Focus on the bright side, Embrace ‘glass half full’ mentality

The graphic above appeared in a German magazine in 1892 popularized by the Austrian logician and philosopher Ludwig Wittgenstein. It was meant to represent the subjectivity of the mind depending on perspective. What do you see, a duck or a rabbit?

Lately, I have spent an immense amount of time on social media scrolling through the lives of “perfect” people … or purposely avoiding things I had to do, hoping it would please me, but that never happened. 

Instead, I became more and more displeased and unhappy with the person I became. Countless times I’ve found myself staring in the mirror for hours focusing on my “imperfections;” countless days passed where I didn’t even bother leaving my room, for I was literally hypnotized by the screen in front of me; countless seconds, minutes, hours and weeks gone by, none of which I can ever take back. 

I became so focused on what I lacked rather than what I had that it made me unrecognizable to what I used to be. Most times it felt like a vortex that sucked every “good” thing and left what was “bad.” So “bad” that it almost made me believe there was nothing “good” left. 

“Bad” enough for old me, who used to read books after books, to question the last time I actually finished one. “Bad” enough to think of the last time I went out for a walk to enjoy nature, or “bad” enough to think about what I appreciated, what I was grateful for. 

I felt the colors fading one by one, leaving me with a black and white canvas I sat across from while constantly searching for something else. 

I kept refusing to appreciate the beauty of black and white, how it pointed out the depth and the emotion of a frame which I wouldn’t be able to recognize with colors. I was so conditioned to the negative that I searched to prove the negativity of something rather than the positivity. 

I slowly started losing my motivations, my values, the strength in my goals. What’s worse is that I stopped caring. I stopped caring about the person I was becoming, I thought it didn’t matter. 

Step by step I convinced myself that I wasn’t enough, was never going to be enough and nothing I did was going to work. I thought I was stuck with this mindset forever and it was too late to make a change now. 

So, I started believing the way I lived instead of living the way I believed, which was very harmful and unhealthy both mentally and physically. I was always aware of the harm; yet, I chose to avoid it. It was my decision to refuse the existence of  beauty and positivity around me; it was my decision to focus on the negative; it was my decision, my choosing, me. 

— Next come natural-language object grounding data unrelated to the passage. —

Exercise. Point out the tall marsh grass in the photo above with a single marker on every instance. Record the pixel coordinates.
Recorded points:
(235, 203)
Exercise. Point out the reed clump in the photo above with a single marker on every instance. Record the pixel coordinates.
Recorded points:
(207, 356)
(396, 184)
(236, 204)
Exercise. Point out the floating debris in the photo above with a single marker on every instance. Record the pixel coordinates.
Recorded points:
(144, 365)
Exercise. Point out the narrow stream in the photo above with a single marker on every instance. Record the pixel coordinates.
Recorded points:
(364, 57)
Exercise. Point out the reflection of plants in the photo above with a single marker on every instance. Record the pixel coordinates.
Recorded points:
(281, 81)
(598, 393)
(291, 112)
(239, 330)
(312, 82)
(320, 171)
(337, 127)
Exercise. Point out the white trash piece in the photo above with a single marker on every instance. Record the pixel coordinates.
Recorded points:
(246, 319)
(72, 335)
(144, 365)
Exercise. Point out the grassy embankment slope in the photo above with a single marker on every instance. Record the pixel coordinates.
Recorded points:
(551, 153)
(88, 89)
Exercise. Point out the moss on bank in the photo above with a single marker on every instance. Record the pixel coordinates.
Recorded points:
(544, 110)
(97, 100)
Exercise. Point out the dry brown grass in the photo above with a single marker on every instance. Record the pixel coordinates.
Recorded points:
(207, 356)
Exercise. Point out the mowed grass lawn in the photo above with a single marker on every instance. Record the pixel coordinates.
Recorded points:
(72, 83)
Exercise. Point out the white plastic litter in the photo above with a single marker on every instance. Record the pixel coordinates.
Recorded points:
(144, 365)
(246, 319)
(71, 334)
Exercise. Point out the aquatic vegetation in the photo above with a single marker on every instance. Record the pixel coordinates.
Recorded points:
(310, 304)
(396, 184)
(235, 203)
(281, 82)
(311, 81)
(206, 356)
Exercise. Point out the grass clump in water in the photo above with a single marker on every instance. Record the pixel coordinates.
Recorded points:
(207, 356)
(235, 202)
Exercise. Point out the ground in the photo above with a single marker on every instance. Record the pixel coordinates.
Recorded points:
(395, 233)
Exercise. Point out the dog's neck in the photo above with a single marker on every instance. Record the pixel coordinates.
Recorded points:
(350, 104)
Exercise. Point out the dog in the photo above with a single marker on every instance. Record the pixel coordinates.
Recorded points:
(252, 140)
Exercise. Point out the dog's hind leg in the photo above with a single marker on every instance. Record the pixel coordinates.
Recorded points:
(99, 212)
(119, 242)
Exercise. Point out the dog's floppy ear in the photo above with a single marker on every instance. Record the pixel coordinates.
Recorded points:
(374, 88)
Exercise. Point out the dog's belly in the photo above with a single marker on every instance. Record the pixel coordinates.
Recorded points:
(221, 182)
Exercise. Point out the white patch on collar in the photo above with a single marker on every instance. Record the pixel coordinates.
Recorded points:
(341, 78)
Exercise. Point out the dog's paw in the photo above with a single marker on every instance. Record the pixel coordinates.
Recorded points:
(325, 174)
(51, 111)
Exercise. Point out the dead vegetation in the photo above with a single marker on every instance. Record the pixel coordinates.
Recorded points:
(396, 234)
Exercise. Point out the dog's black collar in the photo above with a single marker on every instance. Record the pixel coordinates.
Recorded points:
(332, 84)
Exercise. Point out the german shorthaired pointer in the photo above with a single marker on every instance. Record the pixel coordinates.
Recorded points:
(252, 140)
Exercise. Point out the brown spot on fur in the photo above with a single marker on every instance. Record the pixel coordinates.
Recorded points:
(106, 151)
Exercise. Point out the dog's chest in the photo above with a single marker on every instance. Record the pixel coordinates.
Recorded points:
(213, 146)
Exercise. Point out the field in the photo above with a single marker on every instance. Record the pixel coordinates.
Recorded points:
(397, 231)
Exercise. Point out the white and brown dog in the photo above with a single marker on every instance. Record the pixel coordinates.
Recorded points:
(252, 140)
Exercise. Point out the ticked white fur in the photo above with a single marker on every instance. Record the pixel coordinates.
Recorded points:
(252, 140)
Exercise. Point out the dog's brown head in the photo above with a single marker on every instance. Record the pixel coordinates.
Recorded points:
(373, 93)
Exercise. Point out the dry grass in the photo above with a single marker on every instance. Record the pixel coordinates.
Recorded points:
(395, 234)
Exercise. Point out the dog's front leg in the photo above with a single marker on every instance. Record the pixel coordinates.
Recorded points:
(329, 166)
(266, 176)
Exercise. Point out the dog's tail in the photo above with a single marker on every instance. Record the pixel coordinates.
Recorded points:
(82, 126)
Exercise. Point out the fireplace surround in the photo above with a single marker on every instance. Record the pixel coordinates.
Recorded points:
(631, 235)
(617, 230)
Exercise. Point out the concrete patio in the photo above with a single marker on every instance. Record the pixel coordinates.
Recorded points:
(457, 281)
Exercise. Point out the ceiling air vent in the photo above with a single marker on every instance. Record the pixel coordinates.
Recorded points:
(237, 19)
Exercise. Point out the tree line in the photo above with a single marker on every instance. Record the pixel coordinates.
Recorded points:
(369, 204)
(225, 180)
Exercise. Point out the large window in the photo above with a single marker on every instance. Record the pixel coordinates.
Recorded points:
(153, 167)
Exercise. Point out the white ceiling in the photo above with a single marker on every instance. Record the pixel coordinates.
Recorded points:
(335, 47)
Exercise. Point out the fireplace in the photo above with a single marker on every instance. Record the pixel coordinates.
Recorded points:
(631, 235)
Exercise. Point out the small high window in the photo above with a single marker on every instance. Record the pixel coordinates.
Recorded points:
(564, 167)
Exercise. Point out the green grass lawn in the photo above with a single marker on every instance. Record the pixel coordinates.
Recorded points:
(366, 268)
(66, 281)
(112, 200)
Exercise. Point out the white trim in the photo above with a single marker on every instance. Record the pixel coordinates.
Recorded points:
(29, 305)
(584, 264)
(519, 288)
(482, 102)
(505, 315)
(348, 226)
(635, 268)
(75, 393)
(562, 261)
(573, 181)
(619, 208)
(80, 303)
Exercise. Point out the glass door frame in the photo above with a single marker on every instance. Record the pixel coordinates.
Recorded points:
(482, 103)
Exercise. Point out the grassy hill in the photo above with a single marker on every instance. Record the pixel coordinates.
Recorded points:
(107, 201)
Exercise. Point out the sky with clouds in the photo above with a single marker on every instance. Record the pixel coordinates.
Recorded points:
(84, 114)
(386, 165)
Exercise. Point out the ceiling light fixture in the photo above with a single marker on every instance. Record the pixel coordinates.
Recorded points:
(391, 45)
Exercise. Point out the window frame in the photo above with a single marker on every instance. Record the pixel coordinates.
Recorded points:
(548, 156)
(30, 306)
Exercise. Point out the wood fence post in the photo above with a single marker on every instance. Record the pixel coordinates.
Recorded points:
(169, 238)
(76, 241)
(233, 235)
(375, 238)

There may have been outside factors that manipulated me into making these decisions, but in the end, it was me who sailed to the vortex. Personally, admitting the fact that I was responsible for the person I was becoming was probably the most important step to take. After the big confession, I was curious to know what I should do next. Just around the time, I found the answer to my question in one of my classes. It went like this, “Nothing is good or bad, but thinking makes it so.” 

As much as I agree with it, this quote by Shakespeare’s Hamlet made me think for quite a while, and it made me realize the importance of perspective and how the smallest change of meaning in our minds can have such huge impact. By focusing on the beauty and positive things life has to offer, it makes nearly no sense to ruin our happiness by focusing on what’s ugly and negative. 

There are always two sides to a story, and you are the one deciding which one to go by. It is your decision to make it a better day. I am still not perfect, and being the pessimist I am, I can’t always quickly switch the plot and go by what’s best for me either … but that’s OK. 

Even the results of efforts spent on positive thinking has made more of an an incomparable impact on my life than any other thing I’ve done, and if there’s one thing I’ve learned throughout my journey of perspective, it is that it may not always make things better, but it always saves it from being worse.